Quelqu’un ayant frappé à ma porte, le prétendu Alfani partit sans que j’eusse besoin de lui en renouveler l’ordre. C’était le premier castrat qui venait m’inviter à dîner de la part de la Narici. Trouvant l’invitation plaisante, j’acceptai en riant. Ce castrat bouffon s’appelait Nicolas Peretti et prétendait être petit-fils d’un enfant naturel de Sixte V ; ce qui était très possible. J’en parlerai quinze ans plus tard.
En arrivant, je vois le comte Alfani, qui, bien certainement ne m’attendait pas, et l’idée me vint qu’il devait me prendre pour son mauvais génie. M’ayant salué avec beaucoup de politesse, il me pria d’entendre deux mots en particulier :
« Je vous donne encore cinquante sequins, me dit-il ; mais, en qualité d’honnête homme, vous ne pouvez les prendre que pour les rendre à Mme Querini : mais comment les lui remettre sans lui dire que vous m’avez obligé à cette restitution ? Vous sentez quelles doivent en être les conséquences.
- Je les lui remettrai quand vous ne serez plus ici ; en attendant, je serai discret ; mais gardez-vous de corriger la fortune en ma présence, car je vous jouerai quelque mauvais tour.
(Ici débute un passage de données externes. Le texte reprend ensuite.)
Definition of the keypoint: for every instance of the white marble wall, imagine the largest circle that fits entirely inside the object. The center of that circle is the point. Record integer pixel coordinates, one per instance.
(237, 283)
- Doublez ma banque, et vous serez de moitié.
- Votre proposition est une offense. »
Il me donna les cinquante sequins, et je lui promis le secret.
Il y eut nombreuse compagnie chez l’actrice, surtout en jeunes gens, qui, après le dîner, perdirent tous leur argent. Je ne jouai pas, ce qui désappointa la belle, car elle ne m’avait invité que parce qu’elle m’avait jugé devoir être de la trempe des autres. Demeuré simple spectateur, j’eus lieu d’observer combien Mahomet avait eu raison de défendre les jeux de hasard.
Le soir, après l’opéra, ledit comte fit la banque ; je jouai et je perdis deux cents sequins, mais ne pouvant m’en prendre qu’à la fortune. Madame Querini gagna. Le lendemain, avant souper, je fis presque sauter sa banque, et après souper, me sentant fatigué et content de mon gain, j’allai me coucher.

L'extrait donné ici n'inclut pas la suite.